Select an error type (e.g. IOError). Figure out its useful properties. Write a short program that causes the chosen error to occur, and prints out an explanation of the error. When you have done that, share with the person seated next to you. (You will notice that you do not have enough information to write the complete traceback. When you write your own error messages, you should not mimic the traceback model. You can and should write more descriptive and specific error messages.)

4.7 Causing Exceptions

The raise statement allows us to cause an error to occur. There are two general cases for using raise: First, we may want to handle an error partially, but still crash. Second, we may detect an impending error before python does, and we may not want to wait to halt the program. To raise a SyntaxError, for example, we write the following:

raise SyntaxError('arg1 is a message to display','other args are allowed',3,'etc')

Each error has a slightly different format, depending on the information it needs to be descriptive. Of course, if you raise an exception and then handle it yourself, you can include exactly the arguments that you need to write your error handler. Each error type is a class, so once we've learned about classes you will be able to make your own error types for this purpose.

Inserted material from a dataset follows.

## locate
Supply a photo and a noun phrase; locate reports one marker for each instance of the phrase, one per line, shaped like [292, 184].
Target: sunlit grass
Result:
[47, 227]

For now, just use an existing error type (but be aware that you might not be the only one raising that exception in your code!) The following code shows an example of how we might "handle" an exception, but still want to re-raise that exception for future handling:

except Exception as e:
  print "We threw this exception:",type(e)
  raise e

Task:

The list method index() has a single parameter, a value. It finds the first index in its list which contains the given value, and reports that index. If the value is not present, then the method raises a ValueError. Write a version of index() for dictionaries. Your version should take the dictionary and the value as parameters, and either report a key whose value is the given value or raise a ValueError.

4.8 Following Try/Except

You can attach an else statement to the end of a try/except sequence. The block of code following the else statement is executed if and only if the try block threw no exceptions. This is an excellent way to handle code you only want to run if the setup for that code didn't fail. For example, the following script repeatedly asks for file names, and prints the contents of each file if that file exists:

while True:
  fname = raw_input("Filename: ")
  try:
    f = open(fname)
  except IOError:
    print "Sorry, that file does not exist."
  else:
    for line in f:
      print line
    f.close()

You can use a finally statement for code that you want to run regardless of whether an exception occurred or not. This has some odd interactions with exceptions that you don't handle. Essentially, python guarantees that the code in the finally block is the last code that the try-except-finally sequence will run.

try:
  RISKY CODE
except ERROR1:
  HANDLING CODE
except ERROR2:
  MORE HANDLING CODE
else:
  CODE THAT NEEDS THE
  RISKY CODE TO WORK
finally:
  CODE THAT YOU WANT
  TO RUN REGARDLESS

Task:

Write a utility function called safeReadFiles() with one parameter. This function should, given a list of readable filenames, call your ML Reader on each of the files in turn. You should not assume anything about the input to safeReadFiles(). If the function is given bad input, you should report the bad input in some descriptive way. If only part of the input is bad, then you should call your ML Reader on the good parts of the input, while outputting descriptive error messages for the remainder.